The defendant has failed to demonstrate that one week is insufficient time to adequately prepare for trial. Accordingly, the defendant's Motion for Disclosure of Identities of Informants and Informants' Telephone Numbers, (Docket No. 38), shall be denied.
MOTION FOR EXTENSION OF TIME
Finally, there is the defendant's Motion for Extension of Time to File Additional Pretrial Motions, (Docket No. 44). Apparently, photo lineups utilized by the government were not included in the initial discovery, but were provided to defense counsel on December 11, 2009. (Docket No. 48 at 11.) Thus, Kaffo seeks additional time to review this discovery as well as an additional 60 pages of discovery and determine if any pretrial motions are appropriate. Initially, Kaffo's request was far-broader and he sought 30 additional days. In reply, Kaffo narrows his request regarding "potential motions," but does not indicate how much time is needed.
The upcoming jury trial and the defendant's request to file potential motions is problematical. The jury trial is scheduled to commence on January 19, 2010. The defendant has had the additional discovery for at least 10 days, but still refers to additional motions as "potential." Under the circumstances, it would seem that the defendant would know whether or not a motion challenging the line-up would be filed.
Unless the date for trial is adjourned, this court is unable to grant the defendant's request for an unspecified amount of additional time. Even if the trial date was continued, an open-ended extension will not be granted. The court finds a lack of good cause and the motion for an extension of time is denied. This leaves the defendant with at least two options. One is to request that Judge Randa continue the trial date upon a showing of good cause, although this was previously done; the other is to promptly request to file the defendant's pretrial motion instanter upon a showing of good cause.
IT IS THEREFORE ORDERED that the defendant's Motion for Disclosure of Favorable Evidence, (Docket No. 36), is denied. IT IS FURTHER ORDERED that the defendant's Motion to Produce, (Docket No. 39), is denied. IT IS FURTHER ORDERED that the defendant's Motion for Discovery, (Docket No. 40), is denied. IT IS FURTHER ORDERED that the defendant's Motion for Hearing, (Docket No. 41), is denied. IT IS FURTHER ORDERED that the defendant's Motion for Order, (Docket No. 43), is denied. IT IS FURTHER ORDERED that the defendant's Motion to Produce Jenck's [sic] Act Material, (Docket No. 42), is denied. IT IS FURTHER ORDERED that the defendant's Motion for Bill of Particulars, (Docket No. 37), is denied. IT IS FURTHER ORDERED that the defendant's Motion for Disclosure of Identities of Informants and Informants' Telephone Numbers, (Docket No. 38), is denied. IT IS FURTHER ORDERED that the defendant's Motion for Extension of Time to File, (Docket No. 44), is denied.

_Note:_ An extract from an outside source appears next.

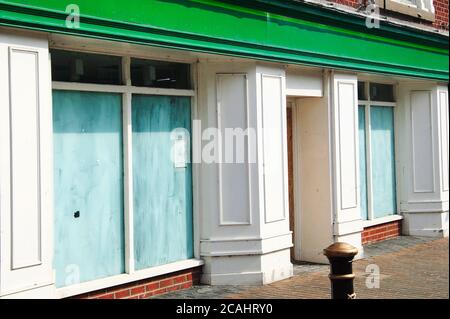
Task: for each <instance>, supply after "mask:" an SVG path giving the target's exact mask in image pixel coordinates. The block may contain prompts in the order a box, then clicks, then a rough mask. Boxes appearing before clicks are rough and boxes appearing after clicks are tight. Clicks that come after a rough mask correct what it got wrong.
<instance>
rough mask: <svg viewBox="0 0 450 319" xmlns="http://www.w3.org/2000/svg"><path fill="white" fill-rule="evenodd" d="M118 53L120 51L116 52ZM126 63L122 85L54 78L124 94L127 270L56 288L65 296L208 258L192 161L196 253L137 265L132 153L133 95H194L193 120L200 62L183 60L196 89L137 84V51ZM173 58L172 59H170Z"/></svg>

Your attention is directed to 28 U.S.C. § 636(b)(1)(A) and Fed.R.Crim.P. 59(a) (as amended effective December 1, 2009) whereby written objections to any order herein or part thereof may be filed within fourteen days of service of this order. Objections are to be filed in accordance with the Eastern District of Wisconsin's electronic case filing procedures. Courtesy paper copies of any objections shall be sent directly to the chambers of the district judge assigned to the case. Failure to file a timely objection with the district court shall result in a waiver of a party's right to appeal.